Le bon sens hélas! n’est pas la chose au monde la mieux partagée. Mais il arrive parfois qu'au fond de la détresse ou au sommet de la joie, nous sommes frappés, comme par l’éclair, par la lueur brève de la question radicale : Et si notre paradis était faux, artificiel? Si nous étions dans l’illusion comme le prisonnier dans la caverne de Platon? «L’enfer, disait Simone Weil, c’est le paradis par erreur.» Faut-il exclure que notre bonheur à ras le sol ne soit que l’alibi de l’extase des sommets? «La perte de l’âme est indolore,» disait Gustave Thibon. Attrition : usure par frottement dit mon dictionnaire. Se pourrait-il que nous soyons victimes d’attrition, que nos facultés les plus précieuses se soient usées à force de se frotter aux simulacres de la vie?

C’est seulement dans la mesure où des interrogations de ce genre ont pu filtrer à travers notre agitation quotidienne que nous pouvons nous intéresser aux auteurs radicaux, mais alors, quand nous avons fait tous les efforts nécessaires pour sortir de notre caverne médiatique, quel enchantement. Un nouveau monde nous est donné à l’intérieur de celui-ci. Ce nuage qui court dans le ciel, je ne le voyais même pas, mais voici qu'il donne un sens à l’univers que j’aperçois enfin dans sa totalité. «Dans une culture en croissance, écrit Mumford, même les détails les plus triviaux de l’existence acquièrent un sens par leur appartenance au tout (whole). Dans une culture en désintégration, même les grandes ambitions et les plans audacieux sont insignifiants, parce que le sentiment vivant d’appartenance au tout a disparu » 5

Autre risque : la standardisation. Presque tous les produits que nous achetons, à commencer par nos aliments, ont subi ce sort, nos fromages par exemple: ils étaient uniques et d’une qualité qui variait avec les conditions complexes et extrêmes dans lesquelles ils mûrissaient. Ils sont aujourd’hui standardisés: tous les mêmes, imperceptiblement meilleurs avant une certaine date et moins bons après.
On peut dire de la standardisation ce qu'Auguste Comte a dit de l’esclavage, qu'elle« avilit l’homme au point de s’en faire aimer.» Ce que Günther Anders a pressenti avec une vive acuité : À propos d'un Américain, un certain T., qu'il a vu en extase devant des machines nouvelles présentées dans une exposition, Anders écrit : « Il a honte d'être devenu plutôt que d'avoir été fabriqué.
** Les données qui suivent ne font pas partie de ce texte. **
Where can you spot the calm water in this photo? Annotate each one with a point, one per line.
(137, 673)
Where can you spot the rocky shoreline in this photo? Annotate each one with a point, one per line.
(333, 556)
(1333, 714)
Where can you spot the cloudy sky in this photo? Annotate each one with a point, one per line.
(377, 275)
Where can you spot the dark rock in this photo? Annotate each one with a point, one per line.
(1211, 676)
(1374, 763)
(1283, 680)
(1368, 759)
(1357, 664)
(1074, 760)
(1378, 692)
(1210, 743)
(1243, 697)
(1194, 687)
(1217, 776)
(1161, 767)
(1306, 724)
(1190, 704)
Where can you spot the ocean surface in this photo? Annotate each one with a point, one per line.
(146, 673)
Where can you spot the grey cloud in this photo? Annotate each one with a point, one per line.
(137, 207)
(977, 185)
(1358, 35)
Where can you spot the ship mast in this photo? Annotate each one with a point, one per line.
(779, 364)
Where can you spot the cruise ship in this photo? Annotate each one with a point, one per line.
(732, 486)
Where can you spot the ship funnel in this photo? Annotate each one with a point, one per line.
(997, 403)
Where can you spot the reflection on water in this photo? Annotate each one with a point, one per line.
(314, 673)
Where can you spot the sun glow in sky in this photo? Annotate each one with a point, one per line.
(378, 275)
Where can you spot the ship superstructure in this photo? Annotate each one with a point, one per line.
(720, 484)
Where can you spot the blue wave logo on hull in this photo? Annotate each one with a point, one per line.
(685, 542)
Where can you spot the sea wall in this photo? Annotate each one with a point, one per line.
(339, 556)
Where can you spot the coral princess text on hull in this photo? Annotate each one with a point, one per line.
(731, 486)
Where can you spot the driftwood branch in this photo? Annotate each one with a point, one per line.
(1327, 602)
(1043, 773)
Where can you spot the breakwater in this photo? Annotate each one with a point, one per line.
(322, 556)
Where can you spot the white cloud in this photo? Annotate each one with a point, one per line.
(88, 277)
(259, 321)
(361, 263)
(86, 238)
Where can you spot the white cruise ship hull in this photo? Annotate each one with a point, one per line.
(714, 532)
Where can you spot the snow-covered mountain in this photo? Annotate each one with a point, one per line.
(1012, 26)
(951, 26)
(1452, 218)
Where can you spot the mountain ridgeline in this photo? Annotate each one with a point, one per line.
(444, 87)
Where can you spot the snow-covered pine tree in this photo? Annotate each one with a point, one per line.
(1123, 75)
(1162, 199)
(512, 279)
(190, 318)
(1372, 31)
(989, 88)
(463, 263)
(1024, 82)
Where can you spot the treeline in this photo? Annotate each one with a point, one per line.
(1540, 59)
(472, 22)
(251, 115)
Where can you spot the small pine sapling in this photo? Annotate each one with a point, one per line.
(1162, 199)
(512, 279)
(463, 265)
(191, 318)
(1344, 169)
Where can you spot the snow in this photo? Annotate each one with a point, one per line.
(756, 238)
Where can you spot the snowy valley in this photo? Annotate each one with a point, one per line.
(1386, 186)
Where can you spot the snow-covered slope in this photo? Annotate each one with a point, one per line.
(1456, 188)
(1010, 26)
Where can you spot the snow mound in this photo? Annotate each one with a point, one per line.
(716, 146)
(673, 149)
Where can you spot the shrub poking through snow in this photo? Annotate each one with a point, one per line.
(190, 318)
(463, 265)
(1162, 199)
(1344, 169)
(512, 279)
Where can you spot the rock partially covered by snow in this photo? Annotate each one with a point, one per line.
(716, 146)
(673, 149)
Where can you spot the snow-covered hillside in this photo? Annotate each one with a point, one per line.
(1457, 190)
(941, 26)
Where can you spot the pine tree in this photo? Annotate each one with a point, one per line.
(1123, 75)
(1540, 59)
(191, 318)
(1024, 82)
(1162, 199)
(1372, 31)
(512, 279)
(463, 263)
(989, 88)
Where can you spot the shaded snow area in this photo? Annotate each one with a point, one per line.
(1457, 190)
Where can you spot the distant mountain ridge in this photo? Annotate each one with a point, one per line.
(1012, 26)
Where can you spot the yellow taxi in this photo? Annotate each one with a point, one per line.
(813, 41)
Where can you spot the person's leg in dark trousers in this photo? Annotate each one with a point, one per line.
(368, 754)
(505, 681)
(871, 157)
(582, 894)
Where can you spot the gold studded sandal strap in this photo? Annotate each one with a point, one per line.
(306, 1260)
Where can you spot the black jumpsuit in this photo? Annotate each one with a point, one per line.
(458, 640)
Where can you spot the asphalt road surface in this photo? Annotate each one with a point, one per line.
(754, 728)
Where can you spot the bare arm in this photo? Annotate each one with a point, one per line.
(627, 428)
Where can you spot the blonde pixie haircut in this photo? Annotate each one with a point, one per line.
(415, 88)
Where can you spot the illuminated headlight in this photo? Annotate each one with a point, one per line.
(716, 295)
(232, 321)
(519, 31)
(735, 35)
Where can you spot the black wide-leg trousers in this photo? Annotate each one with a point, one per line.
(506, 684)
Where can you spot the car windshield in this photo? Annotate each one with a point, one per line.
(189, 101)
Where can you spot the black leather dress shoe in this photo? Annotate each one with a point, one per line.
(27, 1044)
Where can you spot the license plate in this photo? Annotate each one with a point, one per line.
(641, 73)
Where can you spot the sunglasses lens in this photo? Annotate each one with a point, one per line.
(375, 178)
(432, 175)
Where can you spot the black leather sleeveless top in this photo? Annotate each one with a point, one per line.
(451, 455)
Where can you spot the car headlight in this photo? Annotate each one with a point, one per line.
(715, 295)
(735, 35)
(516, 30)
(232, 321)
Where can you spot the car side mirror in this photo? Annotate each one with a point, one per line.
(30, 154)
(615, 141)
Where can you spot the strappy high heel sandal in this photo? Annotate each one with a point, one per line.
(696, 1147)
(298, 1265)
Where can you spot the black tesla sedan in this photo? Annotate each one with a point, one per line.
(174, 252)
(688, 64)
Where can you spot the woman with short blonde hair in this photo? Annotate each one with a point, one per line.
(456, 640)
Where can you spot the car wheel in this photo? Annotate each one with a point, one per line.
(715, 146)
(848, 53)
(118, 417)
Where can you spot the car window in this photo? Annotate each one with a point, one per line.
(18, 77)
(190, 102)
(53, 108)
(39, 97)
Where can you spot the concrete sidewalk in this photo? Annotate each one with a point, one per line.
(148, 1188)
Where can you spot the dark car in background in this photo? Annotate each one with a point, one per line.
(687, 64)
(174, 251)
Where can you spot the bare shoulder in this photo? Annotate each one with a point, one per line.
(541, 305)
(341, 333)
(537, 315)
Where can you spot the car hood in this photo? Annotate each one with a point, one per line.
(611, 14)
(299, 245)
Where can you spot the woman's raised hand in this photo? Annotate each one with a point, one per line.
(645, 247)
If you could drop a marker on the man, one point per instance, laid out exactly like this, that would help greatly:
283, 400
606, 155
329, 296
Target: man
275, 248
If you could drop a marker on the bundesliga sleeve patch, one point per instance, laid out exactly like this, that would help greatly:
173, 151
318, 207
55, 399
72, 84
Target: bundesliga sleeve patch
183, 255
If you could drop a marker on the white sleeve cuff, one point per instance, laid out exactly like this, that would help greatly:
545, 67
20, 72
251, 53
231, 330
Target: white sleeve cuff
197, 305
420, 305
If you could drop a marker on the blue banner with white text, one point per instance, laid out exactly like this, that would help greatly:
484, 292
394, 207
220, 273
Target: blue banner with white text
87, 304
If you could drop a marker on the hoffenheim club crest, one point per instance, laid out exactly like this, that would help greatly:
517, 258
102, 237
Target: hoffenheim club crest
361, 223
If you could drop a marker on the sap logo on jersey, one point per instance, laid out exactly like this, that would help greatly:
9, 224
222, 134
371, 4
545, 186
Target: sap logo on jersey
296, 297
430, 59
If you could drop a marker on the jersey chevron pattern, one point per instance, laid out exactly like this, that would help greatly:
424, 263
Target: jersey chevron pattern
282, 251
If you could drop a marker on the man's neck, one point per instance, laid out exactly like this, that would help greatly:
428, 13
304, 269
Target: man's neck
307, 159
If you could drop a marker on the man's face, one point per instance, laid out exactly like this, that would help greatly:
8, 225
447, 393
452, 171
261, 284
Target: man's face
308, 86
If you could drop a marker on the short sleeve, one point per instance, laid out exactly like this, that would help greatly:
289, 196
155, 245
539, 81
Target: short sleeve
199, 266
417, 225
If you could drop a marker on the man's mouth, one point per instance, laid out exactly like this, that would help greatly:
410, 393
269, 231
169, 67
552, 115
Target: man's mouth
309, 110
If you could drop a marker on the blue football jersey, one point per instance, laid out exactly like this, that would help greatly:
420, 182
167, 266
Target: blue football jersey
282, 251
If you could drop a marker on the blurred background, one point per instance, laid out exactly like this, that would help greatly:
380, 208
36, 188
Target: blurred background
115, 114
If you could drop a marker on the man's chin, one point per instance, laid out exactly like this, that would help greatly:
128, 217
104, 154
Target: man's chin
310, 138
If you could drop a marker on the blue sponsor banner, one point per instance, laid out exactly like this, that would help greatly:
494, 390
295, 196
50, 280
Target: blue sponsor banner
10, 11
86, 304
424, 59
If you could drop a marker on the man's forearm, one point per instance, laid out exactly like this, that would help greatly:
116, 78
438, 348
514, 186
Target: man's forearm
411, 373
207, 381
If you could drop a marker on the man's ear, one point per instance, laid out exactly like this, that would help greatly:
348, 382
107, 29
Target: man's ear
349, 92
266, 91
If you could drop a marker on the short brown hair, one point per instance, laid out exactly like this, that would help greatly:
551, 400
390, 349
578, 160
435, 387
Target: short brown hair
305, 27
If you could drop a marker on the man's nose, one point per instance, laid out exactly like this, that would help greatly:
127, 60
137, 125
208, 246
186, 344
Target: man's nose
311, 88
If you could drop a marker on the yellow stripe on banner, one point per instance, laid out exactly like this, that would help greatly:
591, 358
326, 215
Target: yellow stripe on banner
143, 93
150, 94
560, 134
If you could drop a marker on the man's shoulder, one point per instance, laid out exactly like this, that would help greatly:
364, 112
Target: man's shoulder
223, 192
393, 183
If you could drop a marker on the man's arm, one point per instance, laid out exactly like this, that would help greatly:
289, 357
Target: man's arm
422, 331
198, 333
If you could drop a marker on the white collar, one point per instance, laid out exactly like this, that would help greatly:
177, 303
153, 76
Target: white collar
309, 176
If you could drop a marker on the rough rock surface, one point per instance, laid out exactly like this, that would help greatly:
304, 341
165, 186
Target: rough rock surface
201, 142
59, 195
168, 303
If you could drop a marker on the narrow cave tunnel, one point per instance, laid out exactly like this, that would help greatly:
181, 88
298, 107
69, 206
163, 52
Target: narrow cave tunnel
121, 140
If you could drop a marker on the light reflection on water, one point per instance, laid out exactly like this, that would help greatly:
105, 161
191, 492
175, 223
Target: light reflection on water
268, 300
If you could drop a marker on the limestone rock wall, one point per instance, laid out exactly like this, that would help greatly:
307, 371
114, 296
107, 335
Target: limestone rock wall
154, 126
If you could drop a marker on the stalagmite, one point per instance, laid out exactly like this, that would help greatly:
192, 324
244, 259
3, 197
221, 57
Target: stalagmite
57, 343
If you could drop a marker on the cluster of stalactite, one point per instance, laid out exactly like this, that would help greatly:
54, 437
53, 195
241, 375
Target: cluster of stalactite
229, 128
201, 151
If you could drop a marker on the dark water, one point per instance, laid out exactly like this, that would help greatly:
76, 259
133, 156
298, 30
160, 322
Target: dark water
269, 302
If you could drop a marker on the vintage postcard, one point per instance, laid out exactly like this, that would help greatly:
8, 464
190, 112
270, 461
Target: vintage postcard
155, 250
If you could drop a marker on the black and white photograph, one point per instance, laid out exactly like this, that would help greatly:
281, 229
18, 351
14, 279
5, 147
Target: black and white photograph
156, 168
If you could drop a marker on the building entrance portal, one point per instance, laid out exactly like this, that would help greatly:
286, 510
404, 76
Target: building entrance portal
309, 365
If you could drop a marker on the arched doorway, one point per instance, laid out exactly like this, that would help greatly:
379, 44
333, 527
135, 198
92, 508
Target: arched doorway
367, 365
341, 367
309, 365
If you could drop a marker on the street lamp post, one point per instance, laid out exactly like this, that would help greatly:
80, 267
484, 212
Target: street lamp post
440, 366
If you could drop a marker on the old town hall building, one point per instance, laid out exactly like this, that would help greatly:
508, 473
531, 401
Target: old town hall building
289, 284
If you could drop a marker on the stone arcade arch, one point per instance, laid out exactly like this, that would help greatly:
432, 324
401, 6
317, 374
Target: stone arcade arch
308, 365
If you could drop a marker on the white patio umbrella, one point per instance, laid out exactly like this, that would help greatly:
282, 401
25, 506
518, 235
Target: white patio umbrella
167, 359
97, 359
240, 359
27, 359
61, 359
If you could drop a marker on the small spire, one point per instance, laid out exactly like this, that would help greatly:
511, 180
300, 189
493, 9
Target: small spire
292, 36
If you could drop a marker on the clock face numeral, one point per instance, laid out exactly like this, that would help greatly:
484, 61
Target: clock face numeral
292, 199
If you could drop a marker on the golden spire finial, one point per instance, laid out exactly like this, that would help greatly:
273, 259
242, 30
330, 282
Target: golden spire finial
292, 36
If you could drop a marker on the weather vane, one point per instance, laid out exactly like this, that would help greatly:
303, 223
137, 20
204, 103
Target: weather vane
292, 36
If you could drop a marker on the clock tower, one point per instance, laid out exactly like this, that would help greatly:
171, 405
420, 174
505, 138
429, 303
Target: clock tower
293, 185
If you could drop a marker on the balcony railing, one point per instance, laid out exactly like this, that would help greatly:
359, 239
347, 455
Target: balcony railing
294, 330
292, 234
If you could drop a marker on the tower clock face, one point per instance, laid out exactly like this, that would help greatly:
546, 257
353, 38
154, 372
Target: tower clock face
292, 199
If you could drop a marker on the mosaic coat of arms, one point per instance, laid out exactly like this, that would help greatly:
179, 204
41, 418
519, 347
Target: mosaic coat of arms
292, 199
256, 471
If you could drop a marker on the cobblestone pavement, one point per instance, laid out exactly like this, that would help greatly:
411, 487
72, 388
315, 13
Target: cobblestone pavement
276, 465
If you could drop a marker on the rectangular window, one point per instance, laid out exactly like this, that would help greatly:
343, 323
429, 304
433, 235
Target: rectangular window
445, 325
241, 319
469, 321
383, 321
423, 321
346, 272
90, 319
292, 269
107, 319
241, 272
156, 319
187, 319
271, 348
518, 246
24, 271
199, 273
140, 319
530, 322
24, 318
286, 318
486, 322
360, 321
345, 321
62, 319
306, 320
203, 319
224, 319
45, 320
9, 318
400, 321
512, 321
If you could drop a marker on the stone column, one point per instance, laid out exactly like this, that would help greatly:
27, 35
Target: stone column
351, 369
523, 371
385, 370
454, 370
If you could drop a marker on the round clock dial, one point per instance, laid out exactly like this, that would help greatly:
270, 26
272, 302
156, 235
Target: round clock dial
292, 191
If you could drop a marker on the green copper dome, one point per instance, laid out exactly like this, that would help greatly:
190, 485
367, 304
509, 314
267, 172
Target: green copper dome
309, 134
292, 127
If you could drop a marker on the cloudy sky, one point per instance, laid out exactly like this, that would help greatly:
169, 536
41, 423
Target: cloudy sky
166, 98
Il a honte de devoir son existence – à la différence de produits qui, eux, sont irréprochables parce qu'ils ont été calculés dans les moindres détails – au processus aveugle, non calculé, ancestral de la procréation et de la naissance ». 6

Demeurer un être unique dans les limites et les oscillations de la vie ou perdre toute identité en tant qu'objets fabriqués, participer aux archétypes en demeurant unique ou être conforme au prototype. Voilà l’essentiel de l’enjeu que nos penseurs radicaux nous invitent à explorer. La plupart de ces auteurs ont, comme les arbres de Novalis, des racines dans le ciel et des racines dans la terre, dans le transcendant et dans l’élémentaire. Ils sont étagés, ils ont des strates, correspondant aux divers moments du passé auxquels ils se sont le plus identifiés. Ces strates disparaissent lorsque disparaissent les racines dans le passé. Être réduits au présent c’est être étalé, unidimensionnel, dirait Marcuse. Et la vitesse, en accélération, avec laquelle nous avançons vers l’avenir nous comprime chaque jour davantage.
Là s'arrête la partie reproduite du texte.